TSP is N!, but has been "solved" using heuristics and approximations for a subset of N to the point that is useful. These approaches are the ones in uses by computation engines like wolfram-alpha.
Good, now divide N! by the number of Ryzen CPUs you have.
Traveling salesman considered deprecated we just use the Internet nowadays
A better question is, given TSP is NP-Hard and SAT is NP-Complete, how you would convert it to a SAT problem.
>2017
>Computers are beating people at Go
>Still can't solve a fucking travelling problem.
It's nice to know when Skynet happens, all we need to do is give it google earth and ask it "where's your Neural Net now?".

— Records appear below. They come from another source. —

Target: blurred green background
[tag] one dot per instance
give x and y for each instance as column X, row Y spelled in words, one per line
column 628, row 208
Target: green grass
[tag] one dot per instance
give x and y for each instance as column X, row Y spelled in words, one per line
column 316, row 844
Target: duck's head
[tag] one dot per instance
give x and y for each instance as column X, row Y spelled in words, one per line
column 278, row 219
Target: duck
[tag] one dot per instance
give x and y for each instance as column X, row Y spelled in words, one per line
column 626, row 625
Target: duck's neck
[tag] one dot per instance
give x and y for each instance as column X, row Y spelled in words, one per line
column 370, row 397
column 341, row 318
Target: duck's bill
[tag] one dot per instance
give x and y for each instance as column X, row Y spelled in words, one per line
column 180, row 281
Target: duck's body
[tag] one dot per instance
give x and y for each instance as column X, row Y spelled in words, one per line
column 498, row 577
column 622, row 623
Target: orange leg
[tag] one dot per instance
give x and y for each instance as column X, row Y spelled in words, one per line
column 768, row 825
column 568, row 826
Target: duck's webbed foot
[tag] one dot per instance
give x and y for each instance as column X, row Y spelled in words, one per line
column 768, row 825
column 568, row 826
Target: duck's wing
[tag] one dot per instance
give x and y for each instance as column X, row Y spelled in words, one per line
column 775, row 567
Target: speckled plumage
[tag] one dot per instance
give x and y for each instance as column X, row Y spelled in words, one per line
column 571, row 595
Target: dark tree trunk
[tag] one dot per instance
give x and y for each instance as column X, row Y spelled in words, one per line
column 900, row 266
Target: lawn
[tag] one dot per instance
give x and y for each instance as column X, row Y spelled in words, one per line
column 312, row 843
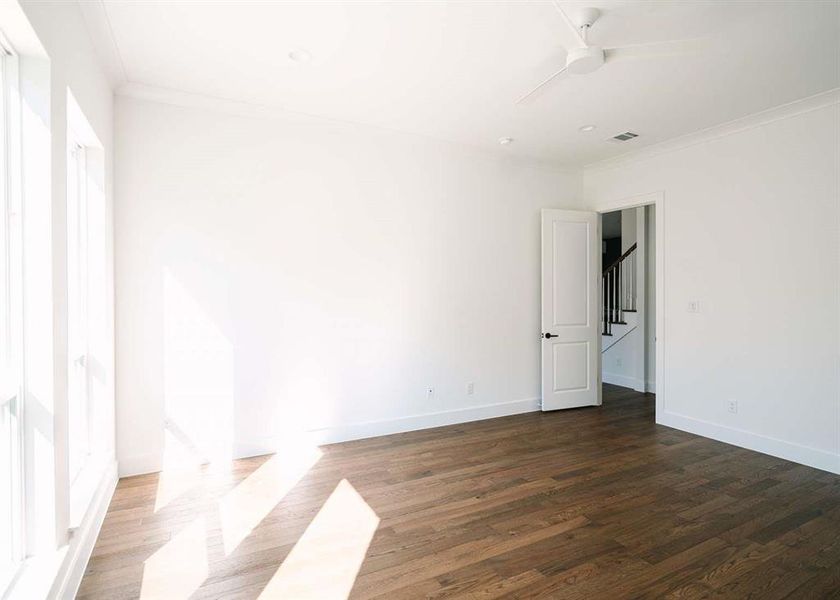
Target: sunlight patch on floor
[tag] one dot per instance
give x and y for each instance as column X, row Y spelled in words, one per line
column 179, row 567
column 326, row 559
column 242, row 508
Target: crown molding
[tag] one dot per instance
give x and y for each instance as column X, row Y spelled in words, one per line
column 173, row 97
column 777, row 113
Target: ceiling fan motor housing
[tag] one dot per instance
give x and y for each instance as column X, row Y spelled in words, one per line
column 580, row 61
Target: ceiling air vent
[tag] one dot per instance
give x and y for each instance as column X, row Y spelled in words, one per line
column 623, row 137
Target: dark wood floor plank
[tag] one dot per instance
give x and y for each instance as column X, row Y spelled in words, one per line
column 588, row 503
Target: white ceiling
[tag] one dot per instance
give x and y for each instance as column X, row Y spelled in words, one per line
column 453, row 70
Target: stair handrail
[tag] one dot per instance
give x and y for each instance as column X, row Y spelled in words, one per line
column 615, row 286
column 621, row 258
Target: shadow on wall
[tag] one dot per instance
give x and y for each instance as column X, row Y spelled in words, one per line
column 211, row 516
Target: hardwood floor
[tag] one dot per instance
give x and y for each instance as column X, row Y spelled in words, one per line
column 587, row 503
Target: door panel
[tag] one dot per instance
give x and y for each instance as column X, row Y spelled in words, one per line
column 571, row 262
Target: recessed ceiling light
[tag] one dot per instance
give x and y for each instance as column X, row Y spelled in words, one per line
column 300, row 55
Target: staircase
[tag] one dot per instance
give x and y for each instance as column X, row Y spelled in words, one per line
column 619, row 299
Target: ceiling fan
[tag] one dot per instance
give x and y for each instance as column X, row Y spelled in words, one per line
column 585, row 58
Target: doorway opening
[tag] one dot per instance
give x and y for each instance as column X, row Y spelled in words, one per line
column 628, row 304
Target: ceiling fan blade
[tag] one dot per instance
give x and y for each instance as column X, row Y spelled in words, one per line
column 542, row 84
column 653, row 49
column 578, row 39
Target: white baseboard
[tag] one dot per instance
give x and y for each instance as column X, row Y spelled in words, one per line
column 622, row 380
column 84, row 537
column 355, row 431
column 151, row 462
column 812, row 457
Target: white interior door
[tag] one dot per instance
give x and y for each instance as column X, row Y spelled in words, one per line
column 571, row 262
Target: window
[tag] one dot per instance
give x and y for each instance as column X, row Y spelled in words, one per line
column 11, row 325
column 79, row 414
column 86, row 309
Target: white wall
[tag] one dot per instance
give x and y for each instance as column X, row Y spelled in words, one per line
column 56, row 53
column 751, row 231
column 277, row 276
column 628, row 228
column 650, row 298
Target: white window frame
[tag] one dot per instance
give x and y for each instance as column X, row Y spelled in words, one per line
column 11, row 313
column 79, row 406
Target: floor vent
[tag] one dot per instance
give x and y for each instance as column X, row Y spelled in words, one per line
column 623, row 137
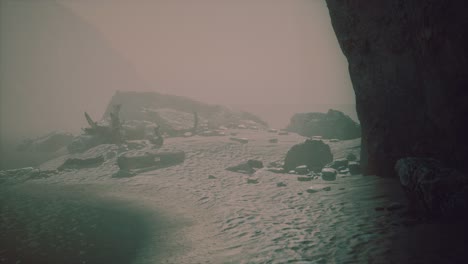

make a population of random paths.
like 100 of them.
evaluate them.
take 2 among the best (~randomly)
make those 2 reproduce.
For example, only take two three random chains from one : abcdef + beacfd -> take ab*d** from the first, complete with the second = abedcf
you now have a population of 101.
evaluate the new born.
Kill the worst of the population.
Repeat for 5minute.
The best of the population should be close to the best solution (if not the best)
different class of problems. SAT is a decision problem (answer yes or no), TSP is not. You can ask if there is a cycle through all the cities with length
can you fuck off
I'd rather this thread over another pointless "what phone should I buy gyuise??" thread
Or fucking amd nvidia consolewar bullshit
go fuck yourself you are the reason Sup Forums is shit
what if I can do more than one factorial per instruction cycle huh
What about using a monte carlo algorithm to aproximate the best solution?